My biggest problem with Lars and the Real Girl? I'll get to that in just a minute, because it is also my major problem with Dummy.
Here are the things I liked about Dummy: 1) The scene where Steven invites Lorena over for a romantic evening, but fails to set the mood when he plays a CD of John Phillip Sousa's greatest marches; and 2) Jessica Walter. That's it.
Now I don't like to come online and bad mouth things like everybody else, but, c'mon, nobody in this movie looks back on Dummy fondly. How could they? You can't tell me that Milla Jovovich is proud of her work in this movie? Her character is awful and unnecessary. And Jared Harris! Wonderful Jared Harris--look what they have you doing!!! And Adrien Brody's Steven makes Lars look like the life of the party. What a sad sack piece of shit.
Look, everyone in Dummy has done vastly better things--I watched Grand Budapest Hotel two weeks ago, and Adrien Brody was great!--so I'm not going to waste my afternoon and your precious reading time actor-bashing. An actor is only as good as his/her words, and the words these fine actors were forced to recite in this thing are shit. This is sub-sitcom nonsense, with way too many characters given their own subplots, when all we really care about is the relationship between Steven and Lorena, played by Vera Farmiga. If you want a plot summary for Dummy, read the Wikipedia page, because I want to talk about Lorena and Margo, the love interests in Dummy and Lars and the Real Girl respectively.
Lorena and Margo do not make sense, and this is why I reject them. This is not a manic pixie dreamgirl situation, but, rather, an awkward, oddball manchild one. In these movies, two quirk-crammed weird-balls turn two perfectly nice and normal females into, I don't know. I guess they don't turn into anything, it's just the fact that they find anything interesting about Steven and Lars at all. Especially Margo.
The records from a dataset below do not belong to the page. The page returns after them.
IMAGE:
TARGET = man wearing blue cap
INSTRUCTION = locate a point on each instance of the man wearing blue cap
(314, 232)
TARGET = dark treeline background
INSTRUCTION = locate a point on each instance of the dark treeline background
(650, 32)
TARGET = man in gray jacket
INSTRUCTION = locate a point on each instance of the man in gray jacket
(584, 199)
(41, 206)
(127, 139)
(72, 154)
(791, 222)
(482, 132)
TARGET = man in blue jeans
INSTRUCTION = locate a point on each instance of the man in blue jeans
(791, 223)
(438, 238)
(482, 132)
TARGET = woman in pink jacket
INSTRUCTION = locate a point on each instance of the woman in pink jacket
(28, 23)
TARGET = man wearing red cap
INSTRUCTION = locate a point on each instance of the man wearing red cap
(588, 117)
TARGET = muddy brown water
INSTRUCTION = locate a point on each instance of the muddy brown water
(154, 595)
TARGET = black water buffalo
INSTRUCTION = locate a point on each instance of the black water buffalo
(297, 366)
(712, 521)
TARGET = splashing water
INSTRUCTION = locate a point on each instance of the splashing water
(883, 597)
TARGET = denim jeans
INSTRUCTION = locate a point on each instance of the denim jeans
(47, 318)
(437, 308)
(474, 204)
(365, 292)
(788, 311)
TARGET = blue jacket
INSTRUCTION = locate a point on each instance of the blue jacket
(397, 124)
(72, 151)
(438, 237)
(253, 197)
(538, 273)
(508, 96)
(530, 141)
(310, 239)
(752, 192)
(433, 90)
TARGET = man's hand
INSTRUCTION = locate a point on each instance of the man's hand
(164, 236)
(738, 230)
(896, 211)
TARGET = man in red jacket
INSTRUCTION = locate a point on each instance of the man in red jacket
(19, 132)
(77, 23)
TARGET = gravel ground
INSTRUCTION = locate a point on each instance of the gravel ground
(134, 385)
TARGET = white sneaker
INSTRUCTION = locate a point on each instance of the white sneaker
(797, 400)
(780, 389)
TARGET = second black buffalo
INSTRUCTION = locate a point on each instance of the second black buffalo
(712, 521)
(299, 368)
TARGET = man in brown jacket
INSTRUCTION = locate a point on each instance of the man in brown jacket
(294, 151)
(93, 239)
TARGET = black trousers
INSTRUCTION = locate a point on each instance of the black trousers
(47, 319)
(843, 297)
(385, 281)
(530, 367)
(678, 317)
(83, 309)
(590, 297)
Lars rejects her up until the final scene of the movie, Bianca's unholy funeral, at which time, after Margo gives her condolences on the death of a female-shaped sperm collection device, Lars asks her if she'd like to take a walk.
Lorena's interest in Steven is also troubling, chiefly because she has a young daughter, and Steven is a directionless geek who lives at home with his parents and spends most of his free time hanging out in Target with crazy person who dresses like a 14-year-old girl, but is definitely in her early-30's. I'm not saying there is anything wrong with living with your parents or shopping at Target, I just don't know many woman of Lorena's age, level of employment and emotional maturity that is actively seeking someone like Steven. Hey, I'm what you might consider a weirdo, and I found love and happiness with a wonderful woman, but I was also actively employed, out from under my parents' iron fist and wasn't known around town as "that guy who used to tell everyone a sex doll was his girlfriend." For a weirdo, I'm relatively normal.
In the end, in Lars and the Real Girl, I liked that no one had sex with Bianca. In Dummy, I liked nothing.